His parents, says Dr Kishore, also played an important role in putting across the case of Chhau dance to be considered as an “Intangible Cultural heritage” to the UNESCO with the help of International Council of Folklore Festivals (CIOFF) and Association Nationale Cultures and Tradition (ANCT, France). They succeeded and in 2010, the dance form was inscribed in the UNESCO’s Representative List of the Intangible Cultural Heritage of Humanity. “It’s really something to be proud of for the people of Jharkhand, West Bengal and Orissa, where different styles of Chhau are practised,” says Dr Kishore.


A student of Guru Lalit Mahato, in 1995, Dr Kishore led the Chhau dance group in the Festival of India in Thailand, which was supported by the Indian Council of Cultural Relations, Government of India. And since then, he has been actively working for Chhau dance as a practitioner and now more of a researcher and a filmmaker.



“Working from Australia on Chhau dance is a difficult proposition, but nevertheless it is something that I follow with much passion. Thankfully, my brother Vivek based in Delhi, my sister Aparna and brother in law Arvind Kumar based in Ranchi are the ones who connect with the Chhau performers on a regular basis and have been working to streamline things in the best possible manner,” says Dr Kishore.



He also makes it a point to travel once a year to the Chhau villages in West Bengal and Jharakhand and work with them. He also recently completed a documentary titled Dancing to the Tunes of Bollywood, which has been screened in various film festivals. The documentary analyses the role of the Indian folk dance forms in Indian cinema, in particular, Hindi/Bollywood cinema.
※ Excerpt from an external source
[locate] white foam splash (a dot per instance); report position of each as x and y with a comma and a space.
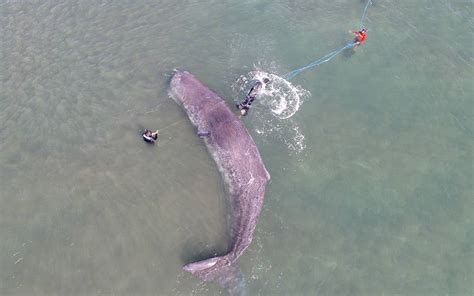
274, 106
“Folk and classical dance forms of India have immensely influenced Bollywood song and dance sequences. Bollywood choreographers have over the years utilised Indian folk, classical and traditional Indian dance forms to create, innovate and experiment different style of song and dance sequences. Most of the folk dance forms are glamorised and exoticised while they are represented on screen,” explains Dr Kishore, who has also authored the book From Real to Reel: Folk Dances of India in Bollywood Cinema, published by UNESCO-Apnieve, and have co-edited two books Bollywood and its Other(s) (published by Palgrave Macmillan) and Salaam Bollywood (published by Routledge, UK). “The documentary brings to the fore discussions regarding how Bollywood song-dance sequences are having considerable influence on the traditional folk dance forms of India, both in terms of form and content,” he adds.



“I hope that people especially in Jharkhand a West Bengal understand the importance of their cultural heritage and give the respect due to these performers and support these dying culture as much as possible and of course, help survive our folk forms from getting transmogrified by the onslaught of Bollywood cinema,” he says.

In Australia, Dr Kishore plans to take the multi-media exhibition on Chhau to other cities and international destinations. He says he is also working on an international dance festival with support from France based Association National Cultures that organises one of the prestigious folklore festivals in the world—The Festival of the World Cultures in Gannat. “Hopefully, we will be able to collaboratively work on to showcase this festival in Melbourne soon,” he says.